On Windows with Qt5.15, I implemented a cable connected/disconnected notifier based on QNetworkInterface.

It calls allinterfaces() every second and checks the flags. It works.

However now I'm wondering what are the alternatives. Is there a simpler way, perhaps a native Windows thing that I should just listen?

CodePudding user response:

I know 2 ways to listen for these events.

One is NotifyIpInterfaceChange C API. Pretty easy to use: call that function, pass a callback, and Windows will call you when things change.

Another one is INetworkListManagerEvents COM interface. More complicated to get notified, but here's a workflow.

  1. Implement that COM interface in some class.

  2. Create INetworkListManager object with CoCreateInstance, the SDK has a symbolic constant for class ID, CLSID_NetworkListManager

  3. Call QueryInterface to get IConnectionPointContainer interface of that object

  4. Call IConnectionPointContainer.FindConnectionPoint passing IID_INetworkListManagerEvents

  5. Create an instance of your class which implements INetworkListManagerEvents callback interface, call IConnectionPoint.Advise.

CodePudding user response:

There is not really a signal for this in QNetworkInterface.

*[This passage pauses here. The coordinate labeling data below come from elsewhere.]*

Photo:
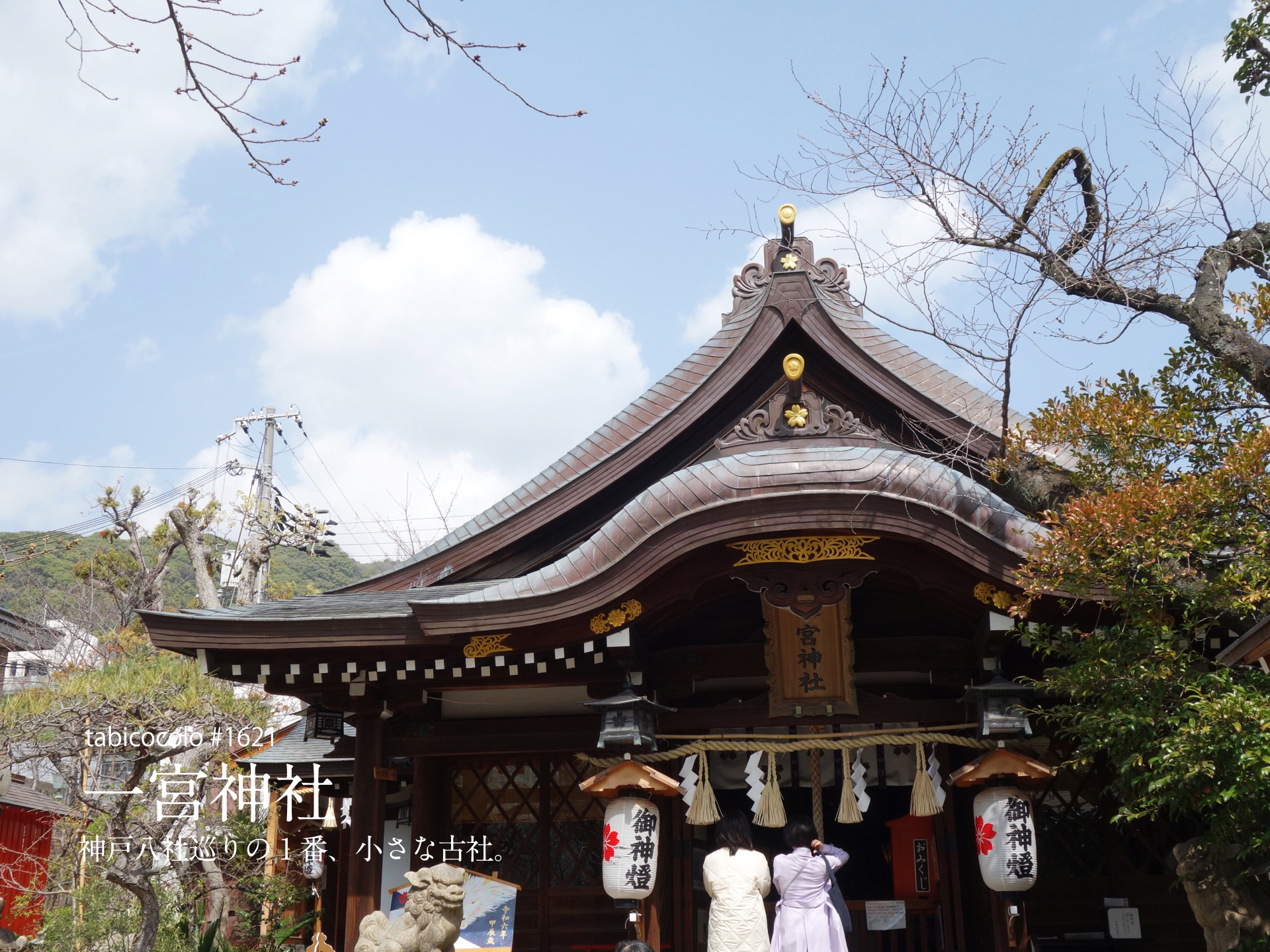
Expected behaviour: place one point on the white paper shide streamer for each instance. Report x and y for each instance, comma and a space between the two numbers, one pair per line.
1005, 840
857, 783
629, 865
689, 778
755, 779
933, 771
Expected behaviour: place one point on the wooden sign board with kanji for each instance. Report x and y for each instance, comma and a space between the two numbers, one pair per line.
810, 662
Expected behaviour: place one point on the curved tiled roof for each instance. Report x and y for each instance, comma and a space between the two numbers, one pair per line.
860, 471
960, 399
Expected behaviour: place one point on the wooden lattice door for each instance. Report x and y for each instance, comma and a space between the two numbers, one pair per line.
546, 836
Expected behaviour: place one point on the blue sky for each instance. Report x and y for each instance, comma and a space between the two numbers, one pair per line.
168, 288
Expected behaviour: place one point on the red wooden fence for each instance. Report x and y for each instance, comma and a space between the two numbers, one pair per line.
26, 837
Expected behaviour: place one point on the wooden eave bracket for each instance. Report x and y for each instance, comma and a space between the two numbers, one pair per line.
1000, 763
629, 774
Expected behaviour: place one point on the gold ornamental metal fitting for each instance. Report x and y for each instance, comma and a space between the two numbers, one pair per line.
794, 366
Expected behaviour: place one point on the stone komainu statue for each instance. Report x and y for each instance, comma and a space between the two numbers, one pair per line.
429, 920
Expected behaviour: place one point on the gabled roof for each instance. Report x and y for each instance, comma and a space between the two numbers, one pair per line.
765, 301
23, 795
18, 634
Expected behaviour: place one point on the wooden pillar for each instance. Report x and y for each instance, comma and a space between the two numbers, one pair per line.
429, 807
367, 825
343, 870
681, 880
544, 852
951, 865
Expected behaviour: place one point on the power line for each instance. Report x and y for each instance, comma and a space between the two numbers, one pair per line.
95, 466
151, 503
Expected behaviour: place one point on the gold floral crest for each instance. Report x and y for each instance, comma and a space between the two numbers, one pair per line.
487, 645
616, 619
803, 549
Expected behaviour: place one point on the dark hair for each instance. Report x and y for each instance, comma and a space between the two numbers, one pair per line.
733, 832
799, 832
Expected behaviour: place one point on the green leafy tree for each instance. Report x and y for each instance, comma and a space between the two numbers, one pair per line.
1169, 535
159, 777
1249, 42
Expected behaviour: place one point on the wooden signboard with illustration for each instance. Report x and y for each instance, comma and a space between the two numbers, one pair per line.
810, 662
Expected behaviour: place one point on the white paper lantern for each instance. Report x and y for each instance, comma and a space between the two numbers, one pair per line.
632, 828
1005, 840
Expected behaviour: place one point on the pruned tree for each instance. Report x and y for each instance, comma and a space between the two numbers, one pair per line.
220, 74
1048, 240
409, 532
132, 574
270, 527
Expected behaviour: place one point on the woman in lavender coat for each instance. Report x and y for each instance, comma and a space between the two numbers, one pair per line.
806, 918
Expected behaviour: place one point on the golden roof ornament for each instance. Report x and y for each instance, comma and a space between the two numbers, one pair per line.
796, 415
785, 215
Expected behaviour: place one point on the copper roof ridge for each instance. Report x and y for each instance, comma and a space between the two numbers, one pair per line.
894, 474
751, 290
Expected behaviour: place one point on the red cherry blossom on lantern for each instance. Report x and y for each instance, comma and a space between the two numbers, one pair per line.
984, 836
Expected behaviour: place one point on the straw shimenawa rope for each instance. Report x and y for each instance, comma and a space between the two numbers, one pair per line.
705, 808
923, 789
803, 742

Polling is the only way to achieve this cross-platform using the isUp method.

I would not compromise the cross-platform behaviour for a Windows specific API as that would have an impact on the portability of the application.

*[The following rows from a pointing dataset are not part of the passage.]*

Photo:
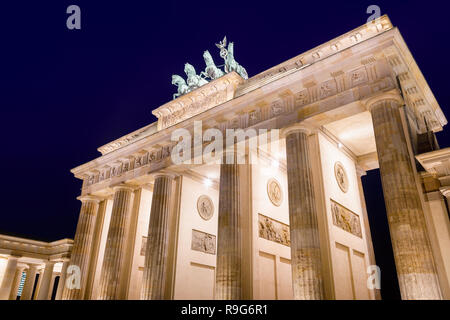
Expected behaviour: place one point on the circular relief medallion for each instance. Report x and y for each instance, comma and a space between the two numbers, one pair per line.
274, 192
205, 207
341, 176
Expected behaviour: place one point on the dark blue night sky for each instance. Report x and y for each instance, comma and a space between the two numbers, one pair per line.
66, 92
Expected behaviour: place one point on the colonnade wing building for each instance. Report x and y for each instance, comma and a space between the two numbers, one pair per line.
290, 221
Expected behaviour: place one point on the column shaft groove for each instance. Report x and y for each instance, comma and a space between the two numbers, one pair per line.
411, 245
307, 279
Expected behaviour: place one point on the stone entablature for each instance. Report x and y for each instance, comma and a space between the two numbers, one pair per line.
35, 249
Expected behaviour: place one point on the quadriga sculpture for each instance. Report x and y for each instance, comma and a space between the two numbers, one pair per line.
211, 71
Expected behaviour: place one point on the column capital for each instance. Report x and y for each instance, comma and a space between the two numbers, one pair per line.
86, 198
301, 127
393, 95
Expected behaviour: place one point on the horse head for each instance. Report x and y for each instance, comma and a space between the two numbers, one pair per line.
189, 70
208, 58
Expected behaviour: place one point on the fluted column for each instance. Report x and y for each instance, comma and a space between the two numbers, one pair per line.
30, 279
229, 250
157, 250
8, 278
46, 280
115, 243
411, 245
307, 278
62, 280
16, 283
82, 246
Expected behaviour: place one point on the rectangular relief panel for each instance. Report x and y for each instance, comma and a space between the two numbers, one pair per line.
345, 219
267, 276
360, 276
274, 230
203, 242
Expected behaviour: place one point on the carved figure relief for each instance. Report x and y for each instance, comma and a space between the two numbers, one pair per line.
274, 230
274, 192
205, 207
345, 219
341, 176
203, 242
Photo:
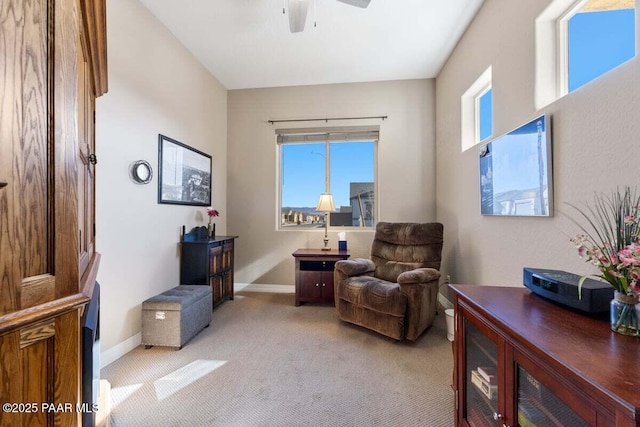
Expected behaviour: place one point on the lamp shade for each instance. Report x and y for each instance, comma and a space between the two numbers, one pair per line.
325, 203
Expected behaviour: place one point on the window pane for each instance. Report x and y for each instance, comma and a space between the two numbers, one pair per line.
598, 42
303, 180
352, 183
485, 115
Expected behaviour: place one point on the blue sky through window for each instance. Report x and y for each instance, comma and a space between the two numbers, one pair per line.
598, 42
303, 171
485, 113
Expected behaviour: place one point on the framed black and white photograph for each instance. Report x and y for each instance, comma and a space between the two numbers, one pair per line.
184, 176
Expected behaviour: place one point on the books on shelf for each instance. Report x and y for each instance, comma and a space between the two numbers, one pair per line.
487, 389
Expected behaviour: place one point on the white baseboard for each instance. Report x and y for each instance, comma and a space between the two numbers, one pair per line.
119, 350
255, 287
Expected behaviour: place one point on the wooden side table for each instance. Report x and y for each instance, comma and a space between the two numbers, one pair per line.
314, 274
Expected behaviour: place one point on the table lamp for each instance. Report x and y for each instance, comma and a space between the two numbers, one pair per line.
325, 204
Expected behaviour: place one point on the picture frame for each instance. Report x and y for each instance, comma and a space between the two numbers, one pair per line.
184, 174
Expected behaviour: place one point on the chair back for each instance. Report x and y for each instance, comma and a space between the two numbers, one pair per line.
404, 246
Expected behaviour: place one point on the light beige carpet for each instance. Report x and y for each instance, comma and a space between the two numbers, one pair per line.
265, 362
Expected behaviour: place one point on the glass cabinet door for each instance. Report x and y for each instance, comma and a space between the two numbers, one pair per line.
481, 397
539, 406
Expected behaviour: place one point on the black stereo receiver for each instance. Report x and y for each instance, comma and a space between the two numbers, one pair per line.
562, 287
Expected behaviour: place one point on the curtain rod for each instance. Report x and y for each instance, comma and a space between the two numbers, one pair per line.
327, 119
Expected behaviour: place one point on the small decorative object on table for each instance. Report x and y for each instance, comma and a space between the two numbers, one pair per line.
611, 242
212, 225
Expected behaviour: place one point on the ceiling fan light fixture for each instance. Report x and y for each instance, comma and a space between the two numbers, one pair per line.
358, 3
297, 14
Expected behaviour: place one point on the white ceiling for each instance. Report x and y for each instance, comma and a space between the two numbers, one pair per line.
247, 43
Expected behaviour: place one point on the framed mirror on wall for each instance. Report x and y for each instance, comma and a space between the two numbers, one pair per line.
516, 172
184, 174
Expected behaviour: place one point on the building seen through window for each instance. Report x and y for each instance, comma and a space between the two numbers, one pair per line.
344, 169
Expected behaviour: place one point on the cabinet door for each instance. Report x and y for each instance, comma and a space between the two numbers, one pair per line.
481, 376
216, 259
543, 401
309, 284
326, 285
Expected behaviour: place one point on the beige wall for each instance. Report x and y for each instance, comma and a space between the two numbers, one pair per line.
155, 86
405, 167
595, 148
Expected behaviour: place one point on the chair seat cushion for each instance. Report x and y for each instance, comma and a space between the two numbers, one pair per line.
374, 294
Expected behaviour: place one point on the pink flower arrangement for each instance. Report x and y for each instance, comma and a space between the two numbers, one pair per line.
611, 241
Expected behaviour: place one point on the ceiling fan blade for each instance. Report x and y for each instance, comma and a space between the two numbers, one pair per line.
358, 3
297, 14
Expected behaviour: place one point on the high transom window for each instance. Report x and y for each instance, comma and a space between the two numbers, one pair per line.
338, 161
599, 35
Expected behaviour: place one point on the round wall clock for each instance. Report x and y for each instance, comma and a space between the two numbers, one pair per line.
141, 172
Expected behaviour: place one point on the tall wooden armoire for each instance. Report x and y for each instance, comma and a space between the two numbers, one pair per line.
52, 67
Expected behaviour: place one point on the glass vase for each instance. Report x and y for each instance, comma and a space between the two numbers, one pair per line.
625, 310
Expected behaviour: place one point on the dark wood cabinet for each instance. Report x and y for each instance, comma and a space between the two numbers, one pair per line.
522, 360
209, 262
314, 274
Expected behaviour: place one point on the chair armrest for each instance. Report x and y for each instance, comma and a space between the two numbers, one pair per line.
419, 275
355, 267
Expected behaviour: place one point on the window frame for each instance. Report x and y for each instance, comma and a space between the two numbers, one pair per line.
470, 111
349, 132
488, 88
552, 50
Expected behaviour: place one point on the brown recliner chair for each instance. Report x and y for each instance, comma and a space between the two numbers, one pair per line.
395, 292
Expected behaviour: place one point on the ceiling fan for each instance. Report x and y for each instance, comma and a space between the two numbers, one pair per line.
298, 12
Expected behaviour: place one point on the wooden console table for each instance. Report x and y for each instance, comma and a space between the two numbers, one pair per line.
314, 274
208, 261
546, 365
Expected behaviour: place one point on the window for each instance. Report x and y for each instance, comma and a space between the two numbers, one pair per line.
336, 161
484, 118
599, 38
576, 42
477, 111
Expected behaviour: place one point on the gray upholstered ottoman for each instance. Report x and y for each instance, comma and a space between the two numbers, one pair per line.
174, 316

Polling may not be ideal for you, but it is cross-platform. Which seems to be a strong value in a Qt application.

Moreover, cable disconnection is not the only reason why an interface may be unavailable. This is also why often there is a "ping timeout" for such things to detect all sorts of cases when a network interface goes down.

If you think that there ought to be a signal for this, you can open a ticket on the Qt Project tracker (Jira) explaining your use case. If they think that your request is reasonable, someone may eventually implement it for you. Even better if you submit a patch yourself.